Revolutionizing Open-Source Language Models: Meet MPT-7B

Published On Mon May 08 2023
Revolutionizing Open-Source Language Models: Meet MPT-7B

Introducing MPT-7B: A New Standard for Open-Source Language Models

Large language models have been changing the world, but for those outside of well-resourced industry labs, it can be challenging to train and deploy these models. To address this, MosaicML has released a new model series, the MosaicML Pretrained Transformer (MPT), which is an open-source model that matches and surpasses current models.

The MPT model series includes the MPT-7B Base, MPT-7B-StoryWriter-65k+, MPT-7B-Instruct, and MPT-7B-Chat, all of which were rigorously evaluated and have demonstrated improved performance.

MPT-7B Base

MPT-7B Base is a decoder-style transformer with 6.7 billion parameters, which was trained on 1 trillion tokens of text and code that was curated by MosaicML’s data team. The base model includes FlashAttention for fast training and inference and ALiBi for finetuning and extrapolation to long context lengths.

MPT-7B-StoryWriter-65k+

MPT-7B-StoryWriter-65k+ is designed to read and write stories with ultra-long context lengths. It was built by finetuning MPT-7B with a context length of 65k tokens on a filtered fiction subset of the books3 dataset. At inference time, thanks to ALiBi, MPT-7B-StoryWriter-65k+ can extrapolate even beyond 65k tokens, as demonstrated by generations as long as 84k tokens on a single node of A100-80GB GPUs.

MPT-7B-Instruct

MPT-7B-Instruct is a model for short-form instruction following. It was built by finetuning MPT-7B on a dataset derived from Databricks Dolly-15k and Anthropic’s Helpful and Harmless datasets.

MPT-7B-Chat

MPT-7B-Chat is a chatbot-like model for dialogue generation. It was built by finetuning MPT-7B on the ShareGPT-Vicuna, HC3, Alpaca, Helpful and Harmless, and Evol-Instruct datasets.

MosaicML has open-sourced the entire codebase for pretraining, finetuning, and evaluating MPT through its new MosaicML LLM Foundry, an entire framework for building great LLMs with MosaicML’s usual emphasis on efficiency, ease-of-use, and rigorous attention to detail. Customers can train MPT models with efficiency without diverging from loss spikes and can serve MPT models with both standard HuggingFace pipelines and FasterTransformer.

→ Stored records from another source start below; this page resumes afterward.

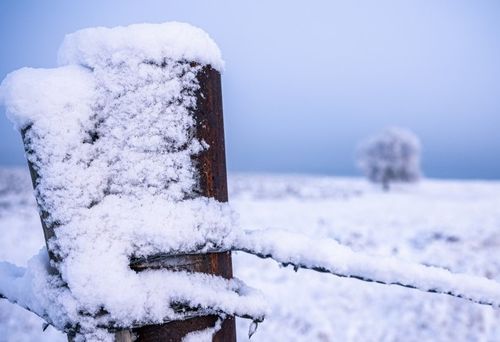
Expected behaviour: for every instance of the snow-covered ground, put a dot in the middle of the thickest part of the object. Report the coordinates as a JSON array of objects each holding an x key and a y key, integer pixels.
[{"x": 451, "y": 224}]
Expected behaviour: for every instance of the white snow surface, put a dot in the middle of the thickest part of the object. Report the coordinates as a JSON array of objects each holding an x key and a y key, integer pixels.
[
  {"x": 454, "y": 225},
  {"x": 151, "y": 42},
  {"x": 111, "y": 137}
]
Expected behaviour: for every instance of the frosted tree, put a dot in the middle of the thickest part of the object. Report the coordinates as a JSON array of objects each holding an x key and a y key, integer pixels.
[{"x": 391, "y": 156}]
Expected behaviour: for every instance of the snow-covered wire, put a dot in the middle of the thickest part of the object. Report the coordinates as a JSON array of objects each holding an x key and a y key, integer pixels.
[{"x": 328, "y": 256}]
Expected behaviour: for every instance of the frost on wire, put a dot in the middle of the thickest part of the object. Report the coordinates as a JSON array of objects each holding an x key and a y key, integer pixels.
[{"x": 110, "y": 134}]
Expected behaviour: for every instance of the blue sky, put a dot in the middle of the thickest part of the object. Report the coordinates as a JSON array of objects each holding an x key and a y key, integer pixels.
[{"x": 306, "y": 81}]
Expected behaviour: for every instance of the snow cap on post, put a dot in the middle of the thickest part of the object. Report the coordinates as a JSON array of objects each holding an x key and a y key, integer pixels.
[{"x": 147, "y": 42}]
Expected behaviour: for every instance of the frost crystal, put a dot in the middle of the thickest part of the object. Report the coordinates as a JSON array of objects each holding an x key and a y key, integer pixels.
[{"x": 111, "y": 136}]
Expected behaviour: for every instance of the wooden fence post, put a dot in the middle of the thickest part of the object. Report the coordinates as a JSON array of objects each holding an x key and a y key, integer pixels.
[{"x": 211, "y": 169}]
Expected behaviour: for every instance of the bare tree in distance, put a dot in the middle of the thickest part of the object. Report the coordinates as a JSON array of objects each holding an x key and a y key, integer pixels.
[{"x": 391, "y": 156}]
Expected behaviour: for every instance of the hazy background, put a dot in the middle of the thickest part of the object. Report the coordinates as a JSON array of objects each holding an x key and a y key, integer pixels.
[{"x": 306, "y": 80}]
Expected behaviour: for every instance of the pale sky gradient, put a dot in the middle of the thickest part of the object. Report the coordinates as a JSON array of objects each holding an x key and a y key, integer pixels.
[{"x": 305, "y": 81}]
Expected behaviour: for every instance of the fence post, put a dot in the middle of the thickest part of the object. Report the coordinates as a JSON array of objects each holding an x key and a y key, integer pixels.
[{"x": 211, "y": 169}]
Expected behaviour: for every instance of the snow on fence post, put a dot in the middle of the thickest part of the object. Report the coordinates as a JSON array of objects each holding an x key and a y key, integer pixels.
[{"x": 211, "y": 169}]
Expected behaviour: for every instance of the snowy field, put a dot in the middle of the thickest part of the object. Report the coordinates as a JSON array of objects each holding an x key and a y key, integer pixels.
[{"x": 451, "y": 224}]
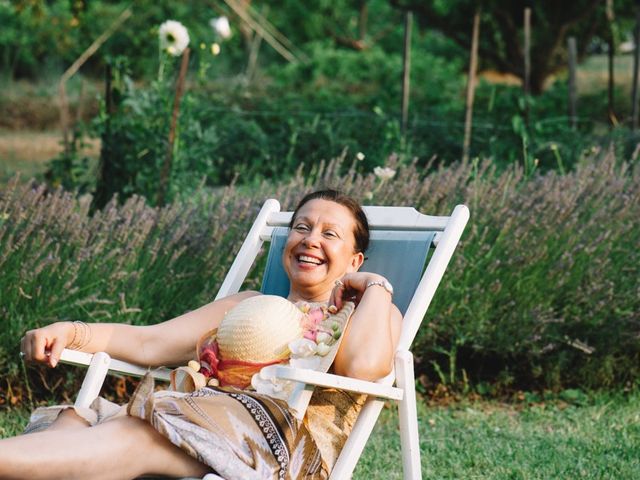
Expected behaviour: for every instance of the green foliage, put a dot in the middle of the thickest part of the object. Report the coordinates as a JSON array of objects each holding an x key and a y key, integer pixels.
[
  {"x": 541, "y": 293},
  {"x": 501, "y": 38}
]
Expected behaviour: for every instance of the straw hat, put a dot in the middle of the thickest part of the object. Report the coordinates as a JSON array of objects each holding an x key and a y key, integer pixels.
[{"x": 259, "y": 329}]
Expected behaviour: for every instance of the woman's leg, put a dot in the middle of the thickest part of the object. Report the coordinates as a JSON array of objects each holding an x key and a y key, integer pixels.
[
  {"x": 68, "y": 419},
  {"x": 122, "y": 448}
]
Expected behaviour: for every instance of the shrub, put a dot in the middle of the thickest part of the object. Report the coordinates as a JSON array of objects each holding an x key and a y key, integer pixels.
[{"x": 542, "y": 292}]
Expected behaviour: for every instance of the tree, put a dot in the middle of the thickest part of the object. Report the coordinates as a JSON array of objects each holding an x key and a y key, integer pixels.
[{"x": 501, "y": 43}]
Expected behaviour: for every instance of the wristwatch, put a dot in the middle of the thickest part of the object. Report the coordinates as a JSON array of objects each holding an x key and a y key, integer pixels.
[{"x": 381, "y": 283}]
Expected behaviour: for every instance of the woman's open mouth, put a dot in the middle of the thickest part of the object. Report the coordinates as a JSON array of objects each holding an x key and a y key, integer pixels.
[{"x": 309, "y": 260}]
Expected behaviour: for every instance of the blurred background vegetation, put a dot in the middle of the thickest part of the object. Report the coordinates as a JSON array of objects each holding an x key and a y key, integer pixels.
[{"x": 544, "y": 292}]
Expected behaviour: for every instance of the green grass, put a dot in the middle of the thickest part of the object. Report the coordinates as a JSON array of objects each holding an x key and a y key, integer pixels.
[
  {"x": 490, "y": 440},
  {"x": 599, "y": 439}
]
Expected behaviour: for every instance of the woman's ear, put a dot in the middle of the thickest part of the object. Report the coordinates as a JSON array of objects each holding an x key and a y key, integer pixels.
[{"x": 356, "y": 261}]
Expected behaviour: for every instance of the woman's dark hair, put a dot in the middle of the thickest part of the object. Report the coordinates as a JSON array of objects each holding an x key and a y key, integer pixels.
[{"x": 361, "y": 230}]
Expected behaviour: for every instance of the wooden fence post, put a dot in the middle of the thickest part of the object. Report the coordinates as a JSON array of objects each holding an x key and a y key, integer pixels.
[
  {"x": 406, "y": 69},
  {"x": 166, "y": 167},
  {"x": 571, "y": 44},
  {"x": 527, "y": 62},
  {"x": 471, "y": 86},
  {"x": 611, "y": 40},
  {"x": 636, "y": 68}
]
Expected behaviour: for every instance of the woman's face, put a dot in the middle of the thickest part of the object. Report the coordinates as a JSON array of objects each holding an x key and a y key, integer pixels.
[{"x": 320, "y": 248}]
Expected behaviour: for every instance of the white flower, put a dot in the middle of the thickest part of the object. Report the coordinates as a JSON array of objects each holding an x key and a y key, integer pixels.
[
  {"x": 302, "y": 347},
  {"x": 174, "y": 37},
  {"x": 221, "y": 27},
  {"x": 323, "y": 349},
  {"x": 323, "y": 337},
  {"x": 384, "y": 173}
]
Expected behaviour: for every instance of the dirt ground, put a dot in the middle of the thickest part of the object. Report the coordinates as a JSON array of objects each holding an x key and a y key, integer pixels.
[{"x": 27, "y": 152}]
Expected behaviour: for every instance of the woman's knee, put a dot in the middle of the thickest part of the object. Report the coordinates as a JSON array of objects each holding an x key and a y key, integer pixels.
[{"x": 68, "y": 419}]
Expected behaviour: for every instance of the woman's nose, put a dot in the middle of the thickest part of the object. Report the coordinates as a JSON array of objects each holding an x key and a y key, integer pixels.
[{"x": 312, "y": 239}]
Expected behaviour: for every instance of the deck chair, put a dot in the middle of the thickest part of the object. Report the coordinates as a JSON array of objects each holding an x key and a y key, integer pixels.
[{"x": 401, "y": 241}]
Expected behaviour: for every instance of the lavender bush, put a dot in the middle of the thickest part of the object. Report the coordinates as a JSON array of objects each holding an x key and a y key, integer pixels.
[{"x": 542, "y": 292}]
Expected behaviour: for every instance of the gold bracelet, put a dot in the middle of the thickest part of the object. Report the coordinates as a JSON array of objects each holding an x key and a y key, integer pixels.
[{"x": 85, "y": 338}]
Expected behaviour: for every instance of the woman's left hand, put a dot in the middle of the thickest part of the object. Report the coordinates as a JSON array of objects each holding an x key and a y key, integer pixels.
[{"x": 351, "y": 287}]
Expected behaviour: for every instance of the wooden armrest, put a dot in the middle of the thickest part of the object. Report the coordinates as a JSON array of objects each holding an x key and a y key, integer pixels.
[
  {"x": 74, "y": 357},
  {"x": 321, "y": 379}
]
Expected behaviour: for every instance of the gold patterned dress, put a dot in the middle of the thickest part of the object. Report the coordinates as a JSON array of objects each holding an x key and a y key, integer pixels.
[{"x": 240, "y": 434}]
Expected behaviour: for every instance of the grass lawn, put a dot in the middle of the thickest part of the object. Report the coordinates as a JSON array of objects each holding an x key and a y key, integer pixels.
[{"x": 489, "y": 440}]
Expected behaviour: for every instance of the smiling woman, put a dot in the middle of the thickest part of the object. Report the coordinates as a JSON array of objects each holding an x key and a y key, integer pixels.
[{"x": 236, "y": 433}]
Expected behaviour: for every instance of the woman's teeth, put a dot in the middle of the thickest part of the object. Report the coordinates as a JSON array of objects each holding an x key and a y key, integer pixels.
[{"x": 305, "y": 259}]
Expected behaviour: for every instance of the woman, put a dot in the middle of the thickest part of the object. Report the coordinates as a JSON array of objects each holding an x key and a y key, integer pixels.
[{"x": 324, "y": 250}]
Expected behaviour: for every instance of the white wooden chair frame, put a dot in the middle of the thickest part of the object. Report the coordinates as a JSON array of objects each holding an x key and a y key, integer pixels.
[{"x": 449, "y": 230}]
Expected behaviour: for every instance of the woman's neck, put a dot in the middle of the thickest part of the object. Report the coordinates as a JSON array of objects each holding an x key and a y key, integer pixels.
[{"x": 316, "y": 297}]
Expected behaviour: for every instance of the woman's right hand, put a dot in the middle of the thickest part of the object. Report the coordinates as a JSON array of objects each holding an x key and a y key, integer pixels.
[{"x": 45, "y": 344}]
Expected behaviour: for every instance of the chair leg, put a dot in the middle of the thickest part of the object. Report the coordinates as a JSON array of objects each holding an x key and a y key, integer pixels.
[
  {"x": 408, "y": 416},
  {"x": 93, "y": 380}
]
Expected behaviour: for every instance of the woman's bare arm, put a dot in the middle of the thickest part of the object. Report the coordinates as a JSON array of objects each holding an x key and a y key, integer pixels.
[
  {"x": 371, "y": 337},
  {"x": 168, "y": 343}
]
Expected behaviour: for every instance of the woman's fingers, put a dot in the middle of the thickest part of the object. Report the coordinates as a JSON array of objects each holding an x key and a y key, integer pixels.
[
  {"x": 55, "y": 350},
  {"x": 38, "y": 347},
  {"x": 336, "y": 294}
]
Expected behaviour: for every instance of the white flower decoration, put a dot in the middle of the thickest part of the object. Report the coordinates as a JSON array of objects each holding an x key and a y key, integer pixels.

MPT-7B matches the quality of LLaMA-7B and outperforms other open-source 7B - 20B models on standard academic tasks. To evaluate model quality, 11 open-source benchmarks commonly used for in-context learning (ICL) were compiled, and MPT was evaluated in an industry-standard manner. An added Jeopardy benchmark was also used to evaluate the model’s ability to produce factually correct answers to challenging questions.

The MosaicML platform and a single node of 8xA100-40GB can easily finetune MPT-7B to handle context lengths up to 65k. The ability to handle such extreme context length adaptation comes from ALiBi, one of the key architectural choices in MPT-7B.

In conclusion, MPT-7B provides a commercially-usable, open-source model that matches and surpasses current models, and MosaicML has open-sourced the entire codebase for building great LLMs with ease-of-use and rigorous attention to detail. Customers can train and serve MPT models with efficiency and handle extreme context length adaptation up to 65k.